There are many factors that affect auditory perception beyond simply hearing sounds. The brain is largely responsible for many processes that can turn a mass of incoming noise into something useful and understandable. Auditory discrimination is the process by which one is able to note the differences between sounds; this is extremely important to language as spoken words are understood based on different sounds. Discrimination between foreground and background is also an important part of auditory discrimination. It is important to be able to focus on important noises and to ignore irrelevant and unimportant noises so that one is not overwhelmed by a vast amount of noise.
Auditory synthesis is another process very important to the comprehension of language. It describes the process by which the brain combines different sounds into understandable units, similar to the way letters are combined into words and words into sentences. Auditory sequencing is a process closely related to both memory and auditory perception. It describes the ability to understand and remember the order in which certain sounds happened.
Individuals who have hearing problems may simply have difficulty hearing quiet sounds or extreme pitches. They may also, however, have problems with the above processes that are essential to making sense of sounds. Problems with auditory perception can exist from birth, or they can be caused by injuries to the brain or ears.

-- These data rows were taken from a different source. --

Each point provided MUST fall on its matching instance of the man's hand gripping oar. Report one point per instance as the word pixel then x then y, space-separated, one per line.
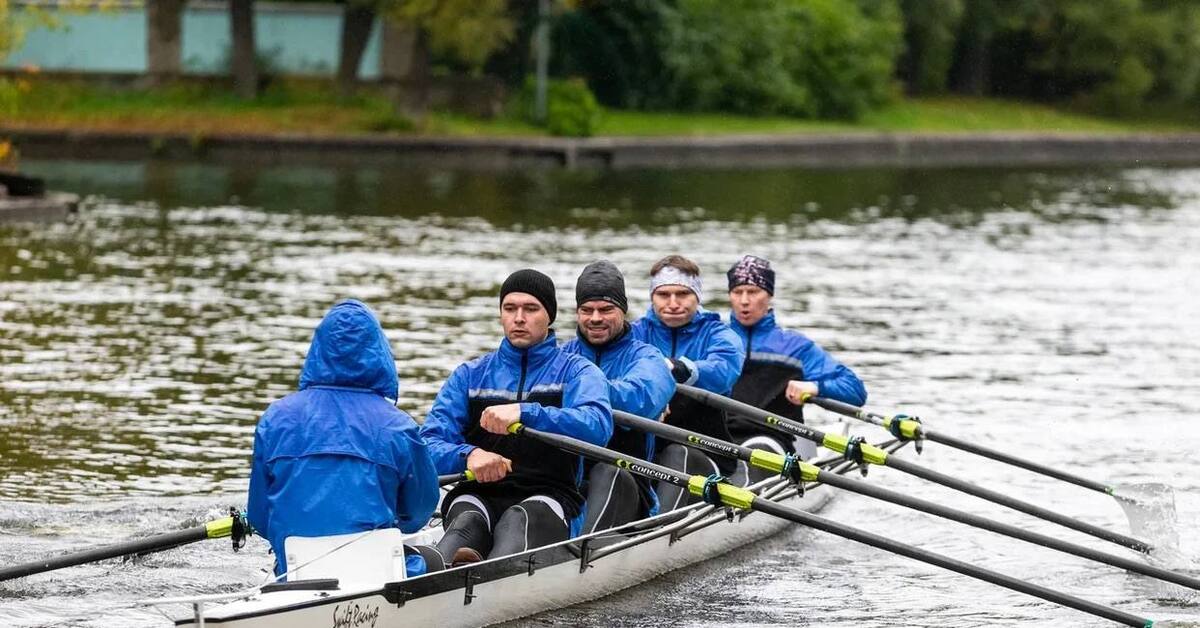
pixel 717 492
pixel 853 448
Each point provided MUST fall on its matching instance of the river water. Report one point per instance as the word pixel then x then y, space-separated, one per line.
pixel 1050 312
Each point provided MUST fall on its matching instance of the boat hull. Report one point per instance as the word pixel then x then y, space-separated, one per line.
pixel 516 586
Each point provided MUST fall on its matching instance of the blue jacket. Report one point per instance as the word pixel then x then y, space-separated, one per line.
pixel 639 383
pixel 558 393
pixel 337 456
pixel 777 356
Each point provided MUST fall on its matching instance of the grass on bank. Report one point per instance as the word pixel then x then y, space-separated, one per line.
pixel 313 108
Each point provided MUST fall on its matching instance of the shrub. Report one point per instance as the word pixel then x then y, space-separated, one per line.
pixel 571 109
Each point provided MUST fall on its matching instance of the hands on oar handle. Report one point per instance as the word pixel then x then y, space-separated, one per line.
pixel 487 466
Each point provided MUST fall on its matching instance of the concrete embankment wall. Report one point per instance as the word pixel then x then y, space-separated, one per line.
pixel 725 151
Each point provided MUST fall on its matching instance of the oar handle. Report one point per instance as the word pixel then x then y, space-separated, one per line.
pixel 454 478
pixel 221 527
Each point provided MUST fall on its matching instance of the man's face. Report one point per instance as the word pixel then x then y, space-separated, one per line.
pixel 750 304
pixel 599 321
pixel 525 320
pixel 675 305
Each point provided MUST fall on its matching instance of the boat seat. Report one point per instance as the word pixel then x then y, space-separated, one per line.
pixel 375 556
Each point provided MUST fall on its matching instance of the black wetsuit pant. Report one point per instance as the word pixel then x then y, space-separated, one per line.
pixel 497 526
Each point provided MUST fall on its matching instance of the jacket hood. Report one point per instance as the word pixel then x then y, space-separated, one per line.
pixel 348 350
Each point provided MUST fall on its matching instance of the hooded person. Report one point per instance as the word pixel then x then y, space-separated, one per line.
pixel 337 456
pixel 639 383
pixel 701 351
pixel 526 492
pixel 783 368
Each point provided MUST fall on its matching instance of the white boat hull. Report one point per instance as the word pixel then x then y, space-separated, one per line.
pixel 509 597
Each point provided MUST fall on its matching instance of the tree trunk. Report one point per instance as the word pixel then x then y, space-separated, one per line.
pixel 163 39
pixel 357 23
pixel 971 69
pixel 245 66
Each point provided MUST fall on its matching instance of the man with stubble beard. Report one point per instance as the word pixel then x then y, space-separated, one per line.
pixel 526 494
pixel 639 383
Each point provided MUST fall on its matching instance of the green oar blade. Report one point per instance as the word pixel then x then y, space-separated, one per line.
pixel 737 497
pixel 213 530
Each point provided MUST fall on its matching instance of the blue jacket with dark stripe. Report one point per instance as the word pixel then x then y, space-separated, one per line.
pixel 777 356
pixel 713 353
pixel 639 383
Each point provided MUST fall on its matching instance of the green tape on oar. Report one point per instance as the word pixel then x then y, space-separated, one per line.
pixel 723 494
pixel 804 472
pixel 865 453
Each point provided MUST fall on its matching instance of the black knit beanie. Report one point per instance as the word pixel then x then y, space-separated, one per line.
pixel 534 283
pixel 601 280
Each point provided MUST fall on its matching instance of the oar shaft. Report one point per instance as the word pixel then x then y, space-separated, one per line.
pixel 946 562
pixel 737 497
pixel 965 446
pixel 156 543
pixel 1036 538
pixel 1008 459
pixel 879 492
pixel 1017 504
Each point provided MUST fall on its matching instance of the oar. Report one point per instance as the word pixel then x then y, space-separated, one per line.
pixel 454 478
pixel 232 526
pixel 799 472
pixel 730 496
pixel 856 449
pixel 912 429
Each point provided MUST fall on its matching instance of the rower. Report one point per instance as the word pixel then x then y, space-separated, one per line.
pixel 783 368
pixel 337 456
pixel 701 351
pixel 639 383
pixel 526 494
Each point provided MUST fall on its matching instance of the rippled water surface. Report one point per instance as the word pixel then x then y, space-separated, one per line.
pixel 1054 314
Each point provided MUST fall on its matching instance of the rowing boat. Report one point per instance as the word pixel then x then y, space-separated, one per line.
pixel 514 586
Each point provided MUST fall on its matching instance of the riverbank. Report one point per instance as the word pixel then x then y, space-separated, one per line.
pixel 305 123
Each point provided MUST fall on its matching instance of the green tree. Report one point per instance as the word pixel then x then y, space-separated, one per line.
pixel 931 29
pixel 804 58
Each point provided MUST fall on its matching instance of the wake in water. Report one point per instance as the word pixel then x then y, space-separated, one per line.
pixel 1152 516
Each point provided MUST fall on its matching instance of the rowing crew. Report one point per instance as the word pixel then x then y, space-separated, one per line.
pixel 337 456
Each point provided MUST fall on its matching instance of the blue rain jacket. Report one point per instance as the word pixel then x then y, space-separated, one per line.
pixel 639 383
pixel 768 344
pixel 337 456
pixel 707 345
pixel 713 353
pixel 558 393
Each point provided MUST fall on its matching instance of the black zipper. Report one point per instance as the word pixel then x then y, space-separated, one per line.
pixel 749 338
pixel 525 364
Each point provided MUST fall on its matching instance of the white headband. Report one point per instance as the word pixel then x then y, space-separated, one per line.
pixel 673 276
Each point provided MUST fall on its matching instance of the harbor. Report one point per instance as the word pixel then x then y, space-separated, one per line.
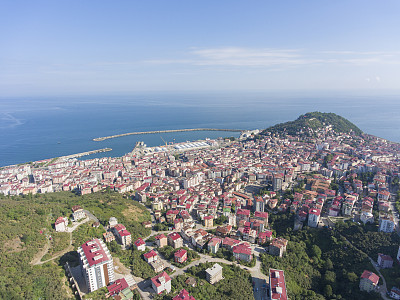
pixel 99 139
pixel 85 153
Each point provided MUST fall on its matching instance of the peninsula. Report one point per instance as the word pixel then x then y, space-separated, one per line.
pixel 306 209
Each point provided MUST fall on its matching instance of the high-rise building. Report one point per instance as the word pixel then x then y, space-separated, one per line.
pixel 96 263
pixel 277 182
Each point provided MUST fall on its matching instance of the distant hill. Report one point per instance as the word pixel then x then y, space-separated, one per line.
pixel 314 121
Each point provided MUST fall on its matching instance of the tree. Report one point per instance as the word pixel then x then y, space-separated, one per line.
pixel 330 277
pixel 352 277
pixel 316 251
pixel 328 291
pixel 328 264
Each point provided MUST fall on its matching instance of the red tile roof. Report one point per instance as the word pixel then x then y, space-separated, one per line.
pixel 242 249
pixel 370 276
pixel 94 252
pixel 139 242
pixel 117 286
pixel 180 253
pixel 277 284
pixel 149 254
pixel 183 295
pixel 174 236
pixel 156 281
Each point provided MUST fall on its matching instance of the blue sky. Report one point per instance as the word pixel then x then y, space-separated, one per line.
pixel 91 47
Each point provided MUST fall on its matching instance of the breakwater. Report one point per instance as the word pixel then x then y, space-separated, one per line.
pixel 85 153
pixel 99 139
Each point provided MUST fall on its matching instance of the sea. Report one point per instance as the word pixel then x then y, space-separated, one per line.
pixel 37 128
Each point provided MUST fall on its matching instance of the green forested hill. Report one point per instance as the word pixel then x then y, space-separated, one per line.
pixel 26 222
pixel 315 120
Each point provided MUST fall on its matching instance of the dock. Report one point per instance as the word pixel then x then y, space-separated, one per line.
pixel 85 153
pixel 99 139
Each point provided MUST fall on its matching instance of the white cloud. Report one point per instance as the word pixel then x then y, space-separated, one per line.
pixel 278 58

They are generally easy to detect; one with hearing problems either cannot hear well or cannot make sense of the sounds that he hears.
Some children suffer from a loss of auditory perception from birth. There are many ways to detect hearing problems in children. Often, they do not understand or respond to auditory signals or commands. They ask for directions to be repeated, often several times. In many cases, they watch what others are doing before taking any action of their own.